仮想化エンジンでマルウェア自動ダウンロードを排除

 「Check Point Endpoint Security R72」は、社内ネットワークなどのエンドポイント(末端)を、外部からの攻撃、不正アクセスから防御する。大きな特徴となる「Check Point WebCheck」は、ブラウザ・セキュリティ機能であり、デュアル・ブラウザ・モードを搭載する。これは、仮想化エンジンにによる仮想的なブラウザを活用することで、さまざまな危険因子の含まれたウェブサイトに接続した場合でも、有害な要素は、仮想ファイルシステム上で実行され、実際のOSには影響を与えないというもの。この機能により、「ドライブバイ・ダウンロード」と呼ばれる、マルウェアをダウンロードさせられてしまう攻撃やフィッシング攻撃が遮断され、企業ネットワークのユーザーは、ウェブサイトを安全に閲覧できるようになる。

 フィッシングに対する防御機能では、フィッシングサイトのヒューリスティック検出エンジンを搭載している。ヒューリスティック検出は、一般的な、定義ファイルを参照したマルウェア検出ではなく、解析したコードをいわば「読み解く」ことによって、不審な挙動を検出する。収集されたすべての情報を総合的に判断し、ウイルスではないかと疑われるような場合には、ユーザーに警告を発する。

 また、アクセスしたサイトの証明書の信頼性が不十分である場合、そのサイトのドメインの取得時期、スパム・ブロック・リスト、どこの国からの発信かといった点を検証するなどの方法でサイトを評価し、危険性がある場合には警告を表示する。

 「Check Point WebCheck」は、これらをはじめとする複数の手法により、定義ファイルにはない、新たな危険要因をできるかぎり排除することを図っている。ウェブブラウザは、Internet Explorer 6/7/8とFirefox 2/3に対応する。

統合ログイン機能で煩雑さを低減

 「OneCheck」は、統合ログイン機能を提供し、Windowsログインやディスク暗号化、メディア暗号化、VPNといったすべてのエンドポイント・セキュリティ・サブシステムを、1つのIDとパスワード対でログインし、自動的にロック解除できるようにする。

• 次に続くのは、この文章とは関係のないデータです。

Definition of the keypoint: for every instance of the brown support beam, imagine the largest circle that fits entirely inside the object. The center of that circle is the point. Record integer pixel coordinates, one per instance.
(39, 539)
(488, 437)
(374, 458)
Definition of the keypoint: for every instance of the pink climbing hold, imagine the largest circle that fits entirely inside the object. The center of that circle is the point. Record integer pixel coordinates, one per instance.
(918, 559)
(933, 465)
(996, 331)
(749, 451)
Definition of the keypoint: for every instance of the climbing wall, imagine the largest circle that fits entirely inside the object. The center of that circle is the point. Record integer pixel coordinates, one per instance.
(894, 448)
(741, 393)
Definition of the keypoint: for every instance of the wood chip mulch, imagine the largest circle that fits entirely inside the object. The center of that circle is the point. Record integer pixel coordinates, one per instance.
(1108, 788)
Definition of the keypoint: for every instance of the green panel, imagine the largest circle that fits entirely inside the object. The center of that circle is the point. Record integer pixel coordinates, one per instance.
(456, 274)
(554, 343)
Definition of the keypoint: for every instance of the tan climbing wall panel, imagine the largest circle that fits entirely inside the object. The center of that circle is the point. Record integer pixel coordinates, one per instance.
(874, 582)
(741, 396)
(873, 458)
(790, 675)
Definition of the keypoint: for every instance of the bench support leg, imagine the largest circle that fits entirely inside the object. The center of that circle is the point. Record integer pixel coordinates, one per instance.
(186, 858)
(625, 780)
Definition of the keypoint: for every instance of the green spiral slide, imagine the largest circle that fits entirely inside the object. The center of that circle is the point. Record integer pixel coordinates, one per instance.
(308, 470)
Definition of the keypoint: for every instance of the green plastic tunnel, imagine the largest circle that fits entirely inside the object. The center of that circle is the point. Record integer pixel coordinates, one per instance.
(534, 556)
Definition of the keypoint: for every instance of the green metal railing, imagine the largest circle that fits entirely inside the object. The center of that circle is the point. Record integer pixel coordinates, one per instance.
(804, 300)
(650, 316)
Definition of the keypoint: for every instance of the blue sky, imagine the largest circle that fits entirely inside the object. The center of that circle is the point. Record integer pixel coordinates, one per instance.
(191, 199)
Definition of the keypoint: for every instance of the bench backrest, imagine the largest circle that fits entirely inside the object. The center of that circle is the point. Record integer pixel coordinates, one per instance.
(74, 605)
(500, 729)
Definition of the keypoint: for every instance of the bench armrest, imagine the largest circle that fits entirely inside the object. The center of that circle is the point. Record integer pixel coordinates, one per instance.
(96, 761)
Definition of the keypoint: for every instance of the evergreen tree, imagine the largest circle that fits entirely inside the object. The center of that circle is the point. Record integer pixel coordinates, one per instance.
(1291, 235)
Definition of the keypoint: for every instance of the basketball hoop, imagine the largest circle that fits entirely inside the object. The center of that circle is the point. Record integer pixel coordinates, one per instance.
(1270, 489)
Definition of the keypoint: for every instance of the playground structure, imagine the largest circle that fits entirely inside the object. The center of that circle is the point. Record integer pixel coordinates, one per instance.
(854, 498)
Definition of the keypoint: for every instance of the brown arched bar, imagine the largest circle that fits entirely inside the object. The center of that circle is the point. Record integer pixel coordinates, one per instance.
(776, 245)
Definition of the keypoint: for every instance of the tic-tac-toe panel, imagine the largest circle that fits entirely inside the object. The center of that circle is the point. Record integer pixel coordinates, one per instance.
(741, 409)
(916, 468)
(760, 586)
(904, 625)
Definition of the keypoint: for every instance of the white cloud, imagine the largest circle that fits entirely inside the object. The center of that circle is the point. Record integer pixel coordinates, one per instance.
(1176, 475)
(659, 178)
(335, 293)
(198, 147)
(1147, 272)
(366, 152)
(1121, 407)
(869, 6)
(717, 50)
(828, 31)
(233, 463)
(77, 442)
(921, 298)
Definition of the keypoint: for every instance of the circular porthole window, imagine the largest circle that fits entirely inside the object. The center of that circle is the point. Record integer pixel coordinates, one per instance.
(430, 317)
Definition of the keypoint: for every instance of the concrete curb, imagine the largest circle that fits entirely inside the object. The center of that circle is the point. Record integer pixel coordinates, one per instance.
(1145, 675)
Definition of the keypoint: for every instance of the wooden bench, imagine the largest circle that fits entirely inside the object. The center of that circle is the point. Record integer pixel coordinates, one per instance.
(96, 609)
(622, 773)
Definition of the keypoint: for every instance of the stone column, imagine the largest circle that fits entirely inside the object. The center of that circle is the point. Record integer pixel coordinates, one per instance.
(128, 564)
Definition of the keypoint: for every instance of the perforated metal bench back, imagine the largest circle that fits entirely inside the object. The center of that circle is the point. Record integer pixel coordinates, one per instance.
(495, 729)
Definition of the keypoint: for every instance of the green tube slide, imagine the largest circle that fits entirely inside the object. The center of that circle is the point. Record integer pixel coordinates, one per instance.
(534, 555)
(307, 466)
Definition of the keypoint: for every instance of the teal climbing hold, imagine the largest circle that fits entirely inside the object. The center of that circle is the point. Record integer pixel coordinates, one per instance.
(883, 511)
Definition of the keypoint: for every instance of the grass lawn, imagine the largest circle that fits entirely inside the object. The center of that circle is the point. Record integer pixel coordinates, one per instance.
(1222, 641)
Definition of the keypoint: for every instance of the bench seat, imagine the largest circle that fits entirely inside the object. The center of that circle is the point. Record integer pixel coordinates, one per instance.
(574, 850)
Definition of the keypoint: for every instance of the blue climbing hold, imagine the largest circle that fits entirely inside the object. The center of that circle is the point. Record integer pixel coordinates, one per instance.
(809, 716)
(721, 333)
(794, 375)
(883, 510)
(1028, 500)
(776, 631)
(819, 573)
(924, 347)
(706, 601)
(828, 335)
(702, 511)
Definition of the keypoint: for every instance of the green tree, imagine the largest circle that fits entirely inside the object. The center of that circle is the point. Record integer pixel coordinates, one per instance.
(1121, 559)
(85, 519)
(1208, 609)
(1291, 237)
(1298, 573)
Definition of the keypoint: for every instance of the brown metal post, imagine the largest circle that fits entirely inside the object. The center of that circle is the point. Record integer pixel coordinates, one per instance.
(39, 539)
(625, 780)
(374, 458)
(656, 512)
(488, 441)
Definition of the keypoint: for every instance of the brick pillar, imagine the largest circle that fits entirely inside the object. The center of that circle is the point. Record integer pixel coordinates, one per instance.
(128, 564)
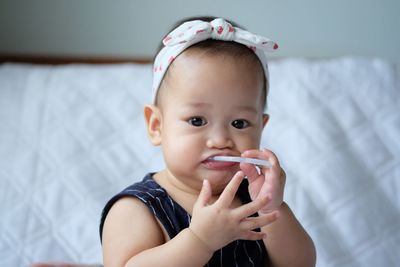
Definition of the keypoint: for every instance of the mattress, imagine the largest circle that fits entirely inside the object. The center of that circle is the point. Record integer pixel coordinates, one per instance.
(72, 136)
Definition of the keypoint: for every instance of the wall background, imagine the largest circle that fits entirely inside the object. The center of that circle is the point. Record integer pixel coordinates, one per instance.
(128, 28)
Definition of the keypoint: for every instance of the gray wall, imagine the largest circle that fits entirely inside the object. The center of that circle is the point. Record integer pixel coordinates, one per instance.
(310, 28)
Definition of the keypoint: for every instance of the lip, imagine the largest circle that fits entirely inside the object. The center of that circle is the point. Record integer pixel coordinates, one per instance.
(219, 165)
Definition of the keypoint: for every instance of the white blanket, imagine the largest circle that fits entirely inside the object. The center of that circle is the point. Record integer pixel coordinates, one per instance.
(72, 136)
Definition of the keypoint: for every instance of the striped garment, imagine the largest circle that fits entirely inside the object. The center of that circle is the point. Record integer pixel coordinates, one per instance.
(174, 219)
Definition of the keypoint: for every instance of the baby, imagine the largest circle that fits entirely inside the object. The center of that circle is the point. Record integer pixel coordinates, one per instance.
(209, 95)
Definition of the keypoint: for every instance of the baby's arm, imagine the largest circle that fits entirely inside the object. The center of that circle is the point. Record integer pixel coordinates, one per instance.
(133, 237)
(287, 243)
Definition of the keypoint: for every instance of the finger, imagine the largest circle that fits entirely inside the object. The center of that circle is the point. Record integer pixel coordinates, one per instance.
(230, 190)
(205, 194)
(250, 171)
(252, 223)
(251, 208)
(262, 154)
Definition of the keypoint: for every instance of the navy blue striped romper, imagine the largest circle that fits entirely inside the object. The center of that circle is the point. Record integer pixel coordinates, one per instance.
(174, 218)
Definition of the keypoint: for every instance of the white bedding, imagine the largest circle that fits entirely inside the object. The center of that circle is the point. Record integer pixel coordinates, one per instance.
(72, 136)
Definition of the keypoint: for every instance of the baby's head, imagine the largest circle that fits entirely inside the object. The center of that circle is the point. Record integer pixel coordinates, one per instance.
(203, 37)
(209, 99)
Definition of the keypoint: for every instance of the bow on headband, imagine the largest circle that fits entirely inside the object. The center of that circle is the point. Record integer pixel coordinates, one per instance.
(192, 32)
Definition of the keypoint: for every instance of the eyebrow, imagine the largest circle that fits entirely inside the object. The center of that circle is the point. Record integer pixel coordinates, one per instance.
(206, 105)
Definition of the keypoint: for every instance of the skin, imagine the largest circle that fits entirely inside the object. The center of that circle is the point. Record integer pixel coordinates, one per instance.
(208, 105)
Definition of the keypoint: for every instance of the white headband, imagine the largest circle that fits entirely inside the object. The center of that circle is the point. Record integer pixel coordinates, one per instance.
(192, 32)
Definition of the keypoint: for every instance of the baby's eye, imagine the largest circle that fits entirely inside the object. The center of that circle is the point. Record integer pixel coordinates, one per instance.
(240, 124)
(197, 121)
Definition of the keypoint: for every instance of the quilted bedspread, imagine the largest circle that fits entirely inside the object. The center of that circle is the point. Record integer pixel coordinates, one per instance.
(72, 136)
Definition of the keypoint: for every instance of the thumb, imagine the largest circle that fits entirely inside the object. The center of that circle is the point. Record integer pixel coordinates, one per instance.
(205, 193)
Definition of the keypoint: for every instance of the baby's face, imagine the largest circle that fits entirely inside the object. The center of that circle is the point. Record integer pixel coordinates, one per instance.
(210, 106)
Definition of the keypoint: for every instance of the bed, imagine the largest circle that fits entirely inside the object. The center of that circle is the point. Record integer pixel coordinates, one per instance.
(72, 135)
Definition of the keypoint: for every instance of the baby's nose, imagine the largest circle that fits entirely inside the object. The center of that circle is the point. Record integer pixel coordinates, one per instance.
(220, 138)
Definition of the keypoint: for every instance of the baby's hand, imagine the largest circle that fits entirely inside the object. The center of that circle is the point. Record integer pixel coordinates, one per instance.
(269, 183)
(218, 224)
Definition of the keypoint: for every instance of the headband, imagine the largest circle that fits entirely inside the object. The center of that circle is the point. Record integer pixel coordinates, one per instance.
(192, 32)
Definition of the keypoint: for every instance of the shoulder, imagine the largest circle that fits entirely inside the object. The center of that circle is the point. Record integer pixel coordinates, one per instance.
(129, 228)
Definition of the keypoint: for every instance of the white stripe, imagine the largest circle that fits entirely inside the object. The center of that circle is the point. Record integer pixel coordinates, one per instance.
(159, 201)
(245, 249)
(259, 247)
(172, 203)
(234, 252)
(220, 258)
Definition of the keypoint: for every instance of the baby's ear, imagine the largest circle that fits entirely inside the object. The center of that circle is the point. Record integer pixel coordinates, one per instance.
(152, 115)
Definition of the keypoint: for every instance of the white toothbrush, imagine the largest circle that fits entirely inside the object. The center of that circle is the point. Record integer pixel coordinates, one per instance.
(258, 162)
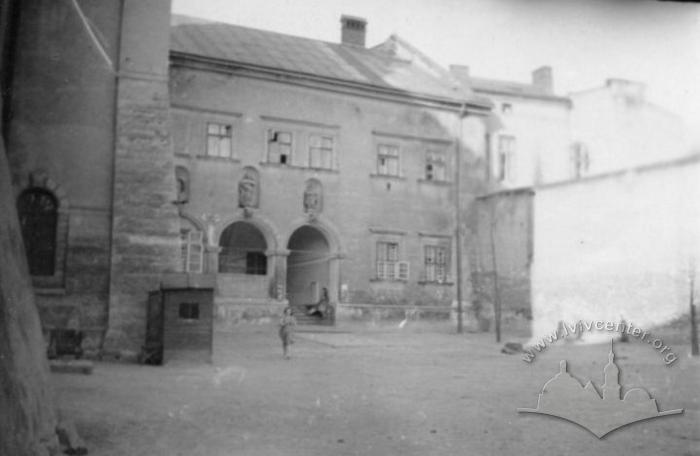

セキュリティ強化のため、何重にも対策を講じると、保護の強度は上がるものの、操作が煩雑になり、利便性が損なわれてしまう。また、生産性が低下したり、エンドユーザーが「手間」を省くため、セキュリティ機能を低くしてしまうといった弊害が起きる。「OneCheck」では、高いセキュリティレベルを維持しつつ、そうした煩雑さを低減できる。

 「VPN Auto-Connect」は、ネットワークに接続したままで、LANと無線ネットワーク間を移動できるようにする機能。「OneCheck」を介した認証に基づき、自動的に接続処理を実行するため、企業ネットワークにリモートアクセスする場合、最適な設定を円滑に行える。この機能の利点は、接続処理や認証処理を何度も繰り返さずにすむ点だ。自動的にVPNに接続できることから、頻繁な再接続や再認証により引き起こされる認証エラーなどを防ぎ、ITヘルプデスクへの問い合わせなどを減らすことが可能になる。

 「Check Point Endpoint Security R72」の製品体系は基本的に、4つに分類される。アンチウイルス機能、VPN機能とファイアウォール機能などを備えた「Endpoint Security」、ディスク暗号化機能をもつ「Full Disk Encryption」、ポート管理、ストレージ機器の暗号化機能を担う「Media Encryption」、これらを統合し、すべての機能を利用できる「Endpoint Security Total Security」だ。価格は「同Total Security」の場合、1クライアントあたり1万4000円から。

卯城大士氏 チェック・ポイント・ソフトウェア・テクノロジーズ、セキュリティ・コンサルティング本部本部長の卯城大士氏

 チェック・ポイント・ソフトウェア・テクノロジーズ、セキュリティ・コンサルティング本部本部長の卯城大士氏は、企業内のシステムに対する最近の不正アクセスや攻撃が高度化、巧妙化している点を指摘。ウェブへのアクセスだけで被害を受けることが多くなったほか、ノートパソコンの利用が増えるなど、危険が増大しているとした。

 卯城氏は「管理者は対策のための負担が重くなり、エンドユーザーは、いくつものセキュリティソフトのインストールで、システムの安定性が低下したり、利便性が悪くなるなどの課題が出てきている」と述べ、Check Point Endpoint Security R72は「セキュリティ強化と利便性向上の両方を実現しており」これらの問題への解決策になるとした。